El pasado sábado se produjo algo inédito en mi vida, algo de lo que nunca pensé sería testigo, algo que era una especie de quimera que te contaban otros de hablas distintas a la tuya. Tras años llenos de desgracias, gafes, malas fortunas, injusticias, o como se le quieran llamar, tras años de frustraciones, lágrimas infantiles, oportunidades perdidas, por fin, el cielo se abrió y pude ver a una selección española pasar de esa maldita maldición que parecía cosa de vudú: los cuartos de final de un Mundial.

Es algo absurdo, lo sé, mi vida no va a cambiar, no voy a ganar más dinero, no voy a encontrar trabajo, no me voy a ligar a una rubia libidinosa, no me va a llamar Spielberg para preguntarme dónde había estado escondido todos estos años. Es algo inútil, grosero por todo el dinero que mueve, incluso inmoral, si lo quieren ver así. Sin embargo, para millones personas a nivel global es algo único, algo en lo que les va la vida, los sueños, los anhelos, las frustraciones. Quizás porque para entender todo esto hay que entender qué es el fútbol, que es como decir qué es la vida, aunque suene pedante o exagerado.
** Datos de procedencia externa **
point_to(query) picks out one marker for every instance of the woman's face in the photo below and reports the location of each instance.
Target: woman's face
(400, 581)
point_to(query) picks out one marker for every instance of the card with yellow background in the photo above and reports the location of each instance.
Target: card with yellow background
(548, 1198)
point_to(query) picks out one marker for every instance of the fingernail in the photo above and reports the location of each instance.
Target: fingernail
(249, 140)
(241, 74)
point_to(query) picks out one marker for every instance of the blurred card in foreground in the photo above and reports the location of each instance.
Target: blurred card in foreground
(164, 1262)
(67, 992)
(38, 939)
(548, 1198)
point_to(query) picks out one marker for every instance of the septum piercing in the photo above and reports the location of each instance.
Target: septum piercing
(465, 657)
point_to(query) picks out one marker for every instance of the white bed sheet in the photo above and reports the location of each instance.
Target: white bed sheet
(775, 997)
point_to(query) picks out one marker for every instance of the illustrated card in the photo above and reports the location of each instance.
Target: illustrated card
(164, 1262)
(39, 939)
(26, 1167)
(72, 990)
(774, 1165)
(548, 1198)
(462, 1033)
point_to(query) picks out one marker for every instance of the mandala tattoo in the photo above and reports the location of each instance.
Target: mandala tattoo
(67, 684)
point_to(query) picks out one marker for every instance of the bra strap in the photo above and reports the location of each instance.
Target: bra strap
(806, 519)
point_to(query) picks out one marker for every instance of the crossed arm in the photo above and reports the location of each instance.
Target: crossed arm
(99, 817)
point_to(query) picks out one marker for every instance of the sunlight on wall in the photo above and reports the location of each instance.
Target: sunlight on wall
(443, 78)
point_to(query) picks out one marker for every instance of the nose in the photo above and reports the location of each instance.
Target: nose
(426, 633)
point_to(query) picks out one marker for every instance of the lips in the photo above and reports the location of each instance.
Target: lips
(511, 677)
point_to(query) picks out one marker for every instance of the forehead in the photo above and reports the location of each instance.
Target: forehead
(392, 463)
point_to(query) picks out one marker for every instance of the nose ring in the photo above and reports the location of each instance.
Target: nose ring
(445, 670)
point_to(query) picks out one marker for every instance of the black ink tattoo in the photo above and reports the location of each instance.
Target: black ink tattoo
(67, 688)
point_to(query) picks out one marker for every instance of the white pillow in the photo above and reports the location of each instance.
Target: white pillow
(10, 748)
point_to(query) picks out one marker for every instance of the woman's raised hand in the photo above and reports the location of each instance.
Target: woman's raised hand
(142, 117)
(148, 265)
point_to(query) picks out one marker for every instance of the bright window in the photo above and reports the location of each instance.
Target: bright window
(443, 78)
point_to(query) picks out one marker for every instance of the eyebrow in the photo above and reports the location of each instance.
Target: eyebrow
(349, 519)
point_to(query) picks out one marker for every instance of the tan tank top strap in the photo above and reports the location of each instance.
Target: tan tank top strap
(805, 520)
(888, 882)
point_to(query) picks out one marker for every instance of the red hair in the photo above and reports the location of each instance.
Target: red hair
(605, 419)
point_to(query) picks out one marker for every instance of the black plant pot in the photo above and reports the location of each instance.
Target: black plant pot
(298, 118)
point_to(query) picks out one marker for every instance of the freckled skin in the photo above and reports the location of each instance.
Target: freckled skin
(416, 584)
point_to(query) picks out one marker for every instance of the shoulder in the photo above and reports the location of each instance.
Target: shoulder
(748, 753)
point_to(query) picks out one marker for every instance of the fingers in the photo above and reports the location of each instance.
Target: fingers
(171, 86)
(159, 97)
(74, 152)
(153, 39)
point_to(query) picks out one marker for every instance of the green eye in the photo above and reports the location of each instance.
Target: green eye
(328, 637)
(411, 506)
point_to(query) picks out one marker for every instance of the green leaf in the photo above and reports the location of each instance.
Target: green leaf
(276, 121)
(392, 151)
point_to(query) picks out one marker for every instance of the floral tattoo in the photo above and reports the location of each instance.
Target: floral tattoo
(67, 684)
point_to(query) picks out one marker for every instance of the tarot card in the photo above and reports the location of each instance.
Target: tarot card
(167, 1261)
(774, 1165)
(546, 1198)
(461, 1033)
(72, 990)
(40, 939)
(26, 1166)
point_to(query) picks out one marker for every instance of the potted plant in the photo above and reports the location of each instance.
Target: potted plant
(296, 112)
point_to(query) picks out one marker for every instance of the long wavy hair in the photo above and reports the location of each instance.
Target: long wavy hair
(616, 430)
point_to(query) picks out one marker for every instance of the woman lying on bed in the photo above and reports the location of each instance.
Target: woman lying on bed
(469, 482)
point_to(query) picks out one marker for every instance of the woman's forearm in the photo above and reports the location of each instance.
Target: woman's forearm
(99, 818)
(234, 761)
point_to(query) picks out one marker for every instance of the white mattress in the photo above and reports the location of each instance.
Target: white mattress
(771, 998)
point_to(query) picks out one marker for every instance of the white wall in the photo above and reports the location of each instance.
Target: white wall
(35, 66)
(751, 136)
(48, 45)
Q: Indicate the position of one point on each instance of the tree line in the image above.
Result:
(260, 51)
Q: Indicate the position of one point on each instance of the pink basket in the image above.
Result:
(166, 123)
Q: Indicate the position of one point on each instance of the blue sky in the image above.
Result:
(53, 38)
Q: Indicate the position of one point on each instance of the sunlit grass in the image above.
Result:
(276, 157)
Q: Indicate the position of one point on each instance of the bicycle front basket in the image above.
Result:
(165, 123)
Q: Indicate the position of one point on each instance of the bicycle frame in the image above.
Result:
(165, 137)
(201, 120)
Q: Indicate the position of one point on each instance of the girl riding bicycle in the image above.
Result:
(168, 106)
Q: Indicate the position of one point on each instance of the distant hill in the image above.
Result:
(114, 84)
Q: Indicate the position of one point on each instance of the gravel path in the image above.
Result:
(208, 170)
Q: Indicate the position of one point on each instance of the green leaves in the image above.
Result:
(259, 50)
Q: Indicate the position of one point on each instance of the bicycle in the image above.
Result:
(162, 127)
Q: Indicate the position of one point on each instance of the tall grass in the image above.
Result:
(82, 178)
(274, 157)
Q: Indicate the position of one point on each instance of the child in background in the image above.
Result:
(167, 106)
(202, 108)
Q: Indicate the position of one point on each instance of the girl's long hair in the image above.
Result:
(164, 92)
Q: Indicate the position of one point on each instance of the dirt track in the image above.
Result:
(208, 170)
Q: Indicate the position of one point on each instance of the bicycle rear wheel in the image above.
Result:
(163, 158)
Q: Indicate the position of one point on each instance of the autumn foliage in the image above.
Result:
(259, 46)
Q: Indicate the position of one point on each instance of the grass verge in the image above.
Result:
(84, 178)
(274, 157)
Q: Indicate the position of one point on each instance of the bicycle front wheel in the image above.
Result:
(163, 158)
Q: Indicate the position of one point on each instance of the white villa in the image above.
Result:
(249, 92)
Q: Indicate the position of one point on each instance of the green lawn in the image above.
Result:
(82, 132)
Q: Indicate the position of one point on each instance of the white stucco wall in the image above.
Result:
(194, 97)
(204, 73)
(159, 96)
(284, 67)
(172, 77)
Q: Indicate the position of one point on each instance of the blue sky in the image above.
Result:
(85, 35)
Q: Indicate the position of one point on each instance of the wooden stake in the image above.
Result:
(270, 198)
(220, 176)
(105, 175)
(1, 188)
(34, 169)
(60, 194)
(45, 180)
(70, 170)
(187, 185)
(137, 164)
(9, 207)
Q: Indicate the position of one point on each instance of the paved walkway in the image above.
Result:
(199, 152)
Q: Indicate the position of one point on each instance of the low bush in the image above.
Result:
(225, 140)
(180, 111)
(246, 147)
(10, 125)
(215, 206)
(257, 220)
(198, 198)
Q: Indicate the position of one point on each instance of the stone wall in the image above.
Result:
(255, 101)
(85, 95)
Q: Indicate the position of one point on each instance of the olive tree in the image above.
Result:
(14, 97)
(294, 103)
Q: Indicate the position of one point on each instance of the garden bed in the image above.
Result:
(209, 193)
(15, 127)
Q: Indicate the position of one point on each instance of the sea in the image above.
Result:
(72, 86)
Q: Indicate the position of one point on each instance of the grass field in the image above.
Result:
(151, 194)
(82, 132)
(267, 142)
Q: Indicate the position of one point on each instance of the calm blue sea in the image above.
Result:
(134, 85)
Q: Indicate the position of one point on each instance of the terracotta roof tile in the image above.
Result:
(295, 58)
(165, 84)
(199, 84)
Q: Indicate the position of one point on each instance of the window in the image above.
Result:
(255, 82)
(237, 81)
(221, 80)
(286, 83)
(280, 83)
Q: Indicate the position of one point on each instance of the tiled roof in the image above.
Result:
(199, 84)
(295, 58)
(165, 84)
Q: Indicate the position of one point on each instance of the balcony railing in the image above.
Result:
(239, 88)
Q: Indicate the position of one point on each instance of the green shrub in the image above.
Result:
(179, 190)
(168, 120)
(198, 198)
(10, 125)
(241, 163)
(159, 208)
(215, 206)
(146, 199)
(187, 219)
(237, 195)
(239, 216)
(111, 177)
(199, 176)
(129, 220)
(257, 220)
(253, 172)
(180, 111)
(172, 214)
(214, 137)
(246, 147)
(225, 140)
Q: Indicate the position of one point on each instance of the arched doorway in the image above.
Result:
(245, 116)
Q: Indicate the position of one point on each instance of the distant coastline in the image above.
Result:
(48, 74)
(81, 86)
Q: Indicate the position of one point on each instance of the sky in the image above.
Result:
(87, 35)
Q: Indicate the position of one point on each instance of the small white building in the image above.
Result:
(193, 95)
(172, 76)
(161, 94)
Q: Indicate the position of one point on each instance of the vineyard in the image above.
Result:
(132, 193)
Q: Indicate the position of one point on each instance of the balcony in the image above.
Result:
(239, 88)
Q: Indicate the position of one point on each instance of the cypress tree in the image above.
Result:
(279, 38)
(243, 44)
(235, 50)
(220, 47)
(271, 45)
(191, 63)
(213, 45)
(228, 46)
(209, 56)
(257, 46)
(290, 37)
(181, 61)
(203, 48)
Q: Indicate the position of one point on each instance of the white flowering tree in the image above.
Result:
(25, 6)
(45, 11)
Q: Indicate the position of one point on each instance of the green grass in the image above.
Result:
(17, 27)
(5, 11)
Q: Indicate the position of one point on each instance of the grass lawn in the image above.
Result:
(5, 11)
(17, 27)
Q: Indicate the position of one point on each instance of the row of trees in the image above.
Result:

Noventa minutos en un campo de fútbol representan, a pequeña escala y resumido, los momentos por los que un mortal pasa por la vida: esfuerzo, inteligencia, estupidez, sudor, dolor, frío, calor, barro, violencia, sangre, coraje, cobardía, trabajo, suerte, épica, frustración, alegría, mediocridad, fealdad, belleza, arte, leyenda... seguramente inmortalidad. Siendo como es un deporte antinatural, se juega con los pies, extremidad que sirve para sostenerse lo mejor que se puede al suelo (como para ponerse a hacer virguerías con un balón), resulta aún más admirable que despierte pasión en todo el planeta. Son muchos los que juegan, y otros tantos los que se dejan llevar y, al ver una lata, le dan un puntapié con el mejor estilo posible. Ya lo dijo Bill Shankly, el mítico entrenador del Liverpool: “Algunos creen que el fútbol es solo una cuestión de vida o muerte, pero es algo mucho más importante que eso".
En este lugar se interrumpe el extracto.